A vontade que eu tenho é de contar um milhão de coisas para vocês, mas não posso rs, o que posso dizer é: vocês DEFINITIVAMENTE precisam ler este livro e se deliciarem com as aventuras de Alisson e Amy. E é isso minha gente, feliz dia das mães para vocês (para que é né? Rs) e para as mamães de vocês, em um ritmo divertido e repleto de confusões que acabam em amor, como na maior parte das famílias. 

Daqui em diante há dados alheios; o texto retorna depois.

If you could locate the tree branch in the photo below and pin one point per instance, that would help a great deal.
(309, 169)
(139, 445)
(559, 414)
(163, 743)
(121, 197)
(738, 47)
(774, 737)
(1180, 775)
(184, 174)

Título: Tal mãe. Tal Filha Páginas: 314| Autor(a): Clara de Assis
 Editora: Distribuído pela Amazon

2 Comentários

Clara de Assis disse...

Awnnnn ficou linda a resenha!!! Gente... Que bom que você gostou! Estava apreensiva, pois sei que você é sincera nas resenhas e não tem essa de elogio "de parceria", o que foi o que mais me atraiu no Paraíso Literário, saber que terei um feedback real do meu trabalho. Muito obrigada, ficou lindo!

Jessie disse...

Oi Aninha!

Eu adorei conhecer um pouco mais sobre a história. Achei bem fofa a premissa de usar a moda, que muitas vezes é uma coisa que pode ser fria, em algo tão pessoal e familiar. Além disso é algo tão inovador... lógico, temos outras dezenas de livros ambientados no mundo fashion, mas Tal Mãe. Tal Filha realmente trouxe um olhar novo e uma história (aparentemente) linda.